Tuesday, April 12, 2005

'kwaidan' and /or the ghost of the eternally japanese


since i had promised myself no blogs for a while after my blog roll over the weekend, this one to break that vow.. to note the japanese ghost story ‘kwaidan’ told through a korean artists eyes -a story involving a faceless woman, a blind artist, a haunted lake and an army of ghosts in superb drawings and water color like renderings.. an ‘adult’ comic book it is with a sex scene thrown in to underline the point. it was so much of what i expected it to be and extremely satisfying as such.

but can the imagination of japan or korea or china or the ‘oriental’ in the movies and books that i have seen (kurosawa to tarantino) ever go beyond samurais in robes, mysterious spiritual forces and archaic codes of conduct that are followed with such great rigor. can a contemporary love story set in japan ever capture our imagination without it being couched in the rhetoric of the japanese conservatism or its strangeness to an outsiders eyes?

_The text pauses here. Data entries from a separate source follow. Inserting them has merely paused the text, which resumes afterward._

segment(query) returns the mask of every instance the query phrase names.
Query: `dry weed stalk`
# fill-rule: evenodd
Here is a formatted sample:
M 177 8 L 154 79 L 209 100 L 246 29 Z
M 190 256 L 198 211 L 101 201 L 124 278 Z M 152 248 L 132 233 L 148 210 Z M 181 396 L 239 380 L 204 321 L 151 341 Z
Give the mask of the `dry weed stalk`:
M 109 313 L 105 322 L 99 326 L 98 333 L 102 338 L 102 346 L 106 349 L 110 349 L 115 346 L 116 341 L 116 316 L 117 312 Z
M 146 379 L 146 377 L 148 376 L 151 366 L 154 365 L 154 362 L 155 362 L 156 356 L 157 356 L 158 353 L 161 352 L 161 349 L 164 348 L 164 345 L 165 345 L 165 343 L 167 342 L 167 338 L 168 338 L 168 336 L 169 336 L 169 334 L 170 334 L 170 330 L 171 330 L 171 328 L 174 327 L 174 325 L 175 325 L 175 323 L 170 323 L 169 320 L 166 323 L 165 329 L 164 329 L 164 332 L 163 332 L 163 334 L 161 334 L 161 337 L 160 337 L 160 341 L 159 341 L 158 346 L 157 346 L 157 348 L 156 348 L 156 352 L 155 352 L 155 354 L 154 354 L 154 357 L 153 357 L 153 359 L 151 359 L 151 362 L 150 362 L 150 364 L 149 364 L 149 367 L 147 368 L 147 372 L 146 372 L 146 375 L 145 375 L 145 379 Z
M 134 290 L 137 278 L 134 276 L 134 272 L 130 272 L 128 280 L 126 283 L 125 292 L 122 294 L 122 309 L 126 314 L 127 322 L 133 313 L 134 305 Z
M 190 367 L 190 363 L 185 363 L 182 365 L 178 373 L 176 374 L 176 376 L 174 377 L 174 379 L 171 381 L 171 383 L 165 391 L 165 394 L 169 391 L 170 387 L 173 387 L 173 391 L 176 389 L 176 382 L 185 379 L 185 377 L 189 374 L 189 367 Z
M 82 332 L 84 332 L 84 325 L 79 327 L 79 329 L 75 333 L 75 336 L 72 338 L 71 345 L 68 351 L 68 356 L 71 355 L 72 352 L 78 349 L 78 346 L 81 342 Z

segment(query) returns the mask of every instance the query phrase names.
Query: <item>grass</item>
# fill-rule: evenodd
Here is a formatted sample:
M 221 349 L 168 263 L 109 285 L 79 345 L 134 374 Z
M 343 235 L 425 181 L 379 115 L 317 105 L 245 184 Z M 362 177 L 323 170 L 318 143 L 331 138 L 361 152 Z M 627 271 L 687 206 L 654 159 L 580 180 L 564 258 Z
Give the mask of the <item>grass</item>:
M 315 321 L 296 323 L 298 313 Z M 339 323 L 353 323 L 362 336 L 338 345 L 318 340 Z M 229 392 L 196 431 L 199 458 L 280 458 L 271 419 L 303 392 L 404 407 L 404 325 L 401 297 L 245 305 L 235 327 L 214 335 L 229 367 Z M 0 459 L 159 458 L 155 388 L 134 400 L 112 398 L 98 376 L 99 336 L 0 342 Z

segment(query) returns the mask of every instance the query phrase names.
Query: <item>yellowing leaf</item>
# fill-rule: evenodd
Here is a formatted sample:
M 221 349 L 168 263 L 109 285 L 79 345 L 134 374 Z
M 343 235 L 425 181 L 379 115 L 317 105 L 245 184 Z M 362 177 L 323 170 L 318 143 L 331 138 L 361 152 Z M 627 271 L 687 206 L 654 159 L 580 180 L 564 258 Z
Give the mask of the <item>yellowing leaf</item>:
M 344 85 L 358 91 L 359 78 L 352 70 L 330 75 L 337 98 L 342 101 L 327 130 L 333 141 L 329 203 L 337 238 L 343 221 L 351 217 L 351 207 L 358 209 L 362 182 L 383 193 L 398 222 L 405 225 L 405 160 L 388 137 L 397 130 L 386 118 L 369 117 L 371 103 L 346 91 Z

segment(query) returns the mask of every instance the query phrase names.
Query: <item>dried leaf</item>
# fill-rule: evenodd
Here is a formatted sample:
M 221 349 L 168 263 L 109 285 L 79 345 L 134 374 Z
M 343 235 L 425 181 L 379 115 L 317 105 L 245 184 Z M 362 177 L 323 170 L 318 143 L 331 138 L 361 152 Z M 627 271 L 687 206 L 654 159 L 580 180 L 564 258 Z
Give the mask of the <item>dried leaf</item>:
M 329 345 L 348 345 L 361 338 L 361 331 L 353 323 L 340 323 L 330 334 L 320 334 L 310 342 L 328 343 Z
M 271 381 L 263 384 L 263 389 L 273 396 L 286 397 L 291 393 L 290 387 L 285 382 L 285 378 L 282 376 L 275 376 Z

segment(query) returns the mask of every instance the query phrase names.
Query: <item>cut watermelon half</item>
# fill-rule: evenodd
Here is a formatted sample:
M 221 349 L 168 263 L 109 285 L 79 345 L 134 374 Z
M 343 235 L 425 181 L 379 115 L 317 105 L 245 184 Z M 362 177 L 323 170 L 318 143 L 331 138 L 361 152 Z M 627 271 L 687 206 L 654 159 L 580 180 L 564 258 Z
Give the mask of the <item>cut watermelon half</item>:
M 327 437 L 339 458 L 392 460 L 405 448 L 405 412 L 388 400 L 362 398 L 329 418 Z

kausik says that tadao ando is famous in the west because his work is quintessentially ‘japanese’ in the way that the west would like to imagine japan. all tatami mat austere minimalism.

i wish i could also accept it as such and not fall into the trap of wanting to see beyond but be absolutely unable to break the caricature of a people that gives me such a sense of power over them.



2 comments:

Anonymous said...

nice post

blink blank link said...

can India ever be imagined without elephants?.... i guess its the representational ground,the common bare minimum. no?